The ancient walled city of Nuremberg grew as a function of its location at the intersection of seven of the major trade routes that connected Frankonia with the rest of the world.  An "imperial" city of the Holy Roman Empire, it was also an independent municipality, and numbered 50,000 inhabitants during the Middle Ages and Renaissance.

Our guide Werner is yet another asociate of Geschichte fur Alles ("History for All") and, like all of his colleagues who have guided us in Germany, is extremely well-versed and articulate about not only the history but also the arts and culture of this lovely city.  We started our day in some rain outside the courthouse where the War Crimes trials of the surviving Nazi leadership were conducted by England, France, Russia and the United States.

Our next objective was the castle fortifications that were erected between the city's founding in about 1050 and the middle 1300s.  This immense structure was integral to Nuremberg's distinction as the only walled city to successfully resist all attempts at its capture it until the Allied bombings of World War II.  Nuremberg was one of the cities targeted for bombing because of its size (over 100,000 citizens during the war) and the anticipated adverse impact its destruction would have on the morale of Germany.  The old city, which consisted of many wooden structures, was over 90% destroyed, but has been painstakingly recreated in the intervening years.

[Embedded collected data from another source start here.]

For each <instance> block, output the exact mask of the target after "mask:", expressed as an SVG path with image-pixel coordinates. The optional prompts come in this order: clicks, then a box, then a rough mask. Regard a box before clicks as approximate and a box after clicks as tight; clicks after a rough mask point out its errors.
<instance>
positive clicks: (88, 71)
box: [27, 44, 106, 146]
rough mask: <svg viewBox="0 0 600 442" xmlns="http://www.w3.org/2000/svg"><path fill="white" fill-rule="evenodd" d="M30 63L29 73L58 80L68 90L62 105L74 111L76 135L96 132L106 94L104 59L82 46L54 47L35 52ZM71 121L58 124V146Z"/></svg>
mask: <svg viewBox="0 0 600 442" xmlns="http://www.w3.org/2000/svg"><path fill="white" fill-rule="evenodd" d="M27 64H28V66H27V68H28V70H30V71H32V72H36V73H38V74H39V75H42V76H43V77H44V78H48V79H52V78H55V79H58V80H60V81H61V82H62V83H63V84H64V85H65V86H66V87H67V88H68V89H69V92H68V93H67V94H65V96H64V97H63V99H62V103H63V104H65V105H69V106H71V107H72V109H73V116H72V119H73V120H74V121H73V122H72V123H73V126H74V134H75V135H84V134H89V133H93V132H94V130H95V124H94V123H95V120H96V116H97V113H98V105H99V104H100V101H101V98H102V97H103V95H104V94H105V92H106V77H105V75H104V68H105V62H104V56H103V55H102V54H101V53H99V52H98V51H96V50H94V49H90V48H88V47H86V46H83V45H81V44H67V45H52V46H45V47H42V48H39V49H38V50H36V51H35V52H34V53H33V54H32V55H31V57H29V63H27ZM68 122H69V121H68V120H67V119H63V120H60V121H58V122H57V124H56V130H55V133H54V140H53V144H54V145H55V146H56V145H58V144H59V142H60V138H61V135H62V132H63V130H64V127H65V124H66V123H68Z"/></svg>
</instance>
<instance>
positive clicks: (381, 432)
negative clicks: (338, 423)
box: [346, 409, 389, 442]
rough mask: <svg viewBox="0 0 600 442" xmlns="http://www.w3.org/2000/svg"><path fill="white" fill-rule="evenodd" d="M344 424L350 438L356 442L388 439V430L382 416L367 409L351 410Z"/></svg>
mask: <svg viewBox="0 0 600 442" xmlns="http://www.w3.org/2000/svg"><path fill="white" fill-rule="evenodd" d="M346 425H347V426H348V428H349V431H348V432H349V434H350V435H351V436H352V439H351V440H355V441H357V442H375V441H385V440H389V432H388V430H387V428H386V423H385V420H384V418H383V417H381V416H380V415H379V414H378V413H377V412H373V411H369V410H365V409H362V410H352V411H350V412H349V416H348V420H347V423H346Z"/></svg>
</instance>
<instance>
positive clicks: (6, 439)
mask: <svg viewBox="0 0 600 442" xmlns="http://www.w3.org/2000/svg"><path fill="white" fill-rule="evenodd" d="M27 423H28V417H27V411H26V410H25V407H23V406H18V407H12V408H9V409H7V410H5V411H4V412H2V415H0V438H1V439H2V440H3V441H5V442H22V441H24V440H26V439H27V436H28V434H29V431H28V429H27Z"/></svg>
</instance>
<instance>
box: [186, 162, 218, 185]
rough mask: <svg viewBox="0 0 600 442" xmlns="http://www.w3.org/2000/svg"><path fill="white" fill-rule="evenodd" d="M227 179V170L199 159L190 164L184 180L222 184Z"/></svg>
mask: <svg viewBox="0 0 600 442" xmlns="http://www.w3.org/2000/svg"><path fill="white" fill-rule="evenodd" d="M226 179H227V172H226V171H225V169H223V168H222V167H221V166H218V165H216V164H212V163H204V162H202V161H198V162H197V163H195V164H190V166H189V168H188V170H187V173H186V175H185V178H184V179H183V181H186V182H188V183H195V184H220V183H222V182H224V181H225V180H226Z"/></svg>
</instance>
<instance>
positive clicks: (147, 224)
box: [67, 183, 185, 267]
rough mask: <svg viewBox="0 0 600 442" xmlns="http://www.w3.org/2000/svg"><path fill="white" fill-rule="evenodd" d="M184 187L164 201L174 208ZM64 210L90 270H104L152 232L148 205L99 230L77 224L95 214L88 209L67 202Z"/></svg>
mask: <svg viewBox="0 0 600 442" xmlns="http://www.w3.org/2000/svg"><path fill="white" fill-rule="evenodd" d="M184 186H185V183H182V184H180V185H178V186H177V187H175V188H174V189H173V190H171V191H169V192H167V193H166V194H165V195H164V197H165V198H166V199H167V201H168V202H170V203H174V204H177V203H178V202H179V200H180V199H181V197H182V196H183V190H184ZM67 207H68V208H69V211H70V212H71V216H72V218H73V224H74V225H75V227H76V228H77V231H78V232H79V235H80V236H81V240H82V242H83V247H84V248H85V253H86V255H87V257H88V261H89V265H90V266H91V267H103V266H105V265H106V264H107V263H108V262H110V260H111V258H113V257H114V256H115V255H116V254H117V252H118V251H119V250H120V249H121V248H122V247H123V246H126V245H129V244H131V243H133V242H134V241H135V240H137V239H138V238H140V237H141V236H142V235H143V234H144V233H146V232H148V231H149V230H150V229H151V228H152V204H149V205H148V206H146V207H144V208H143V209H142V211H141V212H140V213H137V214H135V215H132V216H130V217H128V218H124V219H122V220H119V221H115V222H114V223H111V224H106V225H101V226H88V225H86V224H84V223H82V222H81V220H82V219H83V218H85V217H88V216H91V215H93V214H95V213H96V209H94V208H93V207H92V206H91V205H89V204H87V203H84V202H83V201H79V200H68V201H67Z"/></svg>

As we continued into the heart of the old city, we passed several streets where artisans, their families and their apprentices lived in incredibly close quarters in tiny houses with steeply sloped roofs.  Emerging from one of these streets, we came upon a small square containing a rather bizarre bronze sculpture of a monstrous, crazed rabbit bursting from a cage and crushing everything in its path.  The rabbit appears to be charging toward the house that Albrecht Durer lived in from 1509 until his death in 1526.  The sculptor was protesting against what he perceived to be the minimization of Durer's prodigious artistic output (over 4,000 pieces, including paintings, engravings and woodcuts) via the overuse of his revoltionary painting of a rabbit as a symbol of Nuremberg's most famous son.

Descending further into the old city, we arrived in the main square, where we stopped to admire the highly ornate principal well.  This masterpiece, along with many of the medieval stained glass windows from the churches and other irreplaceable cultural  treasures, was preserved by the populace of Nuremberg, who dismantled them and stored them in the kilometers of underground tunnels that also served as air raid shelters for up to 20,000 people.  The main square was formerly the location of Jewish quarter; not only were the Jews expelled from the town as scapegoats for some catastrophe or other, but the cathedral was built on top of the synagogue's foundations as the final insult.  This early version of "ethnic cleansing" occurred time and again all over Europe throughout the ages, culminating, of course, in the Nazi Holocaust.

Lunch was provided for our group in what used to be the Heilig Geist (Holy Ghost) Hospital, but is now a hotel and restaurant.  The table for two that Gary and I occupied had a lovely view of the river.   We were served the local specialty cosisting of 6 small sausages, delicious (regardless of what Gary says!) sauerkraut and German potato salad.

After lunch we had free time, most of which we spent in the cathedral and main square.  As the day was sunny and quite warm, we eventually took refuge under a table umbrella at a coffee shop to sip their excellent brew and observe the locals in their native habitat.  Several new friends from the tour joined us until it was time to gather at the beautiful well for the return bus ride to the ship.

As this evening's meal was to be our last dinner on board, a lot of us dressed a bit less casually than had been our norm during the preceding part of our sojourn.  There were two birthdays and two wedding anniversaries celebrated during this supper, which gave the wait staff an opportunity to sing to the individuals and couples being feted.  NONE of these young people should think about quitting their day job in favor of a musical career, but what they lacked in talent (and tuning) they made up for in gusto.

Tomorrow we leave the Skadi for the last time and travel by bus to Regensberg, a city dating back over 1,500 years, after which we will continue toward Munich and stay at a five-star golf resort and spa called Bad Griesbach.  So, until then, auf wiedersehen!